Dunkin' diamond: Dive team retrieves ring from Boston river

WeirdNews

Fire Dept. managed to fish a Chicago woman's diamond ring from the Charles River.

CAMBRIDGE (AP) — What could be harder than looking for a needle in a haystack? Probably retrieving a ring from a river.

But against all odds, divers with the Cambridge Fire Department managed to fish a Chicago woman’s diamond ring from the Charles River after it tumbled into the water while she and her husband were relaxing at a yacht club.

Lynn Andrews told WCVB-TV she had removed the ring on Sunday so she could apply sunscreen and placed it in her husband’s shirt pocket for safekeeping. But it was a hot day, and when he took off his shirt to cool off with a quick swim, the ring fell in the river.

“I said a bad word, and then I took a deep breath, and then I said, ‘Everything’s going to be fine,’” her husband, Ninos Andrews, told WBZ-TV.

Andrews “was obviously quite distraught,” the fire department said on its Facebook page.

The couple alerted a dive team that was patrolling the river, and within five minutes of searching, firefighter Jeremy Marrache located the ring and returned it to its “very relieved and excited” owner, the department said in its post.

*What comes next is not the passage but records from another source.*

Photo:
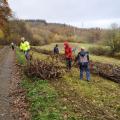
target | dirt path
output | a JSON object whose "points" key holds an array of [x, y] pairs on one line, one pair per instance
{"points": [[6, 64]]}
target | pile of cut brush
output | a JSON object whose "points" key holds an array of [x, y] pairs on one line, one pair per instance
{"points": [[105, 70], [109, 71], [47, 52], [44, 70]]}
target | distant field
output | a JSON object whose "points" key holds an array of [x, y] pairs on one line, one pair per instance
{"points": [[102, 59], [73, 45]]}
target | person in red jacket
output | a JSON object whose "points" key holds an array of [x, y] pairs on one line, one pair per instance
{"points": [[68, 55]]}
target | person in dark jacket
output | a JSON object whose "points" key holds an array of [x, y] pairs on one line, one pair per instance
{"points": [[56, 50], [68, 55], [83, 62]]}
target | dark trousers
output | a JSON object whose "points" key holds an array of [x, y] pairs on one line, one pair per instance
{"points": [[69, 63], [84, 67]]}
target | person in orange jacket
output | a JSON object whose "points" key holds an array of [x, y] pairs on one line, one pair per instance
{"points": [[68, 55]]}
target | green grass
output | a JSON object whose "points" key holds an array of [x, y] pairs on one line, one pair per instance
{"points": [[42, 98], [64, 99], [102, 59]]}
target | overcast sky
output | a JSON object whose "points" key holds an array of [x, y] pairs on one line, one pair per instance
{"points": [[81, 13]]}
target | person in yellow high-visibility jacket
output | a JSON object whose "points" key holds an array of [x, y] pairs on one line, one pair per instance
{"points": [[25, 47]]}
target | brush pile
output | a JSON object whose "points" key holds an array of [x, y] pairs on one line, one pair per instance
{"points": [[44, 70], [109, 71], [105, 70]]}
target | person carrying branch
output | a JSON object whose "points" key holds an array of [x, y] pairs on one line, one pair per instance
{"points": [[83, 62], [68, 55], [25, 47], [56, 52]]}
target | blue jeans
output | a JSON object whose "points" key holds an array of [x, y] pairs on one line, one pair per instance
{"points": [[84, 67], [27, 54]]}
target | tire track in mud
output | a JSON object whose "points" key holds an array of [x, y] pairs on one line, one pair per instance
{"points": [[6, 64]]}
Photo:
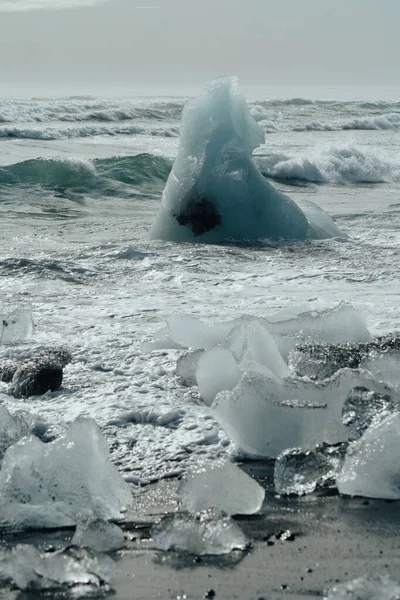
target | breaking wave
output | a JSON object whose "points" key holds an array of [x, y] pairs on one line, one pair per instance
{"points": [[334, 164], [52, 133], [98, 175], [388, 121]]}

“They all had wives, and they all knew how important this was and how sentimental it was to us,” Lynn Andrews said.

Fortunately, Marrache said, the ring lay at an angle that caused the diamond to shimmer as he shined his flashlight over the silty bottom of the river.

“We have open communications via our mask. So when I said I found it, the person attending us relayed that message, so I could hear everybody cheering,” he told WBZ.

“This is an amazing example of using our training for public service and a terrific opportunity for the dive team and marine unit members to practice working together,” fire Lt. Stephen Capuccio said in a statement.